Linear search, also known as sequential search, is a search algorithm that sequentially checks each item in a collection or list until it finds the desired item or reaches the end of the list. This type of search is unordered and can be used on unsorted data. As its name suggests, linear search works by making a linear pass through the data set, looking for the desired item at each pass.

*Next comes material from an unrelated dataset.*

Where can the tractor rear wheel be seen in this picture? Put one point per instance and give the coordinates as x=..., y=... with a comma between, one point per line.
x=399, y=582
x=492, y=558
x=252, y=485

Linear search is relatively simple and straightforward; however, it is inefficient when compared to more advanced search algorithms such as binary search as it must sequentially check every item in the data set, making it a time-consuming process. Additionally, a linear search can become even more time-consuming if unsorted data is being used as the algorithm needs to look through numerous data points.
Although linear search is not as efficient as other search algorithms, it is commonly used in programming exercises as it is a relatively simple process. In addition, it does not require sorted data, making it versatile and applicable in a variety of contexts. Linear search can be used on amorphous data, such as text strings, allowing it to be utilized in text searching applications.
In computer science, linear search is an implementation of the dictionary problem, which involves looking up an element in an ordered set. The dictionary problem is usually solved using search algorithms like binary search or hashed search.
Ultimately, linear search is one of the simplest search algorithms and it can be applied in a variety of contexts. Despite its simplicity, however, it can be slow and inefficient when compared to other search algorithms like binary or hashed search. As such, it should not be used in time-sensitive applications.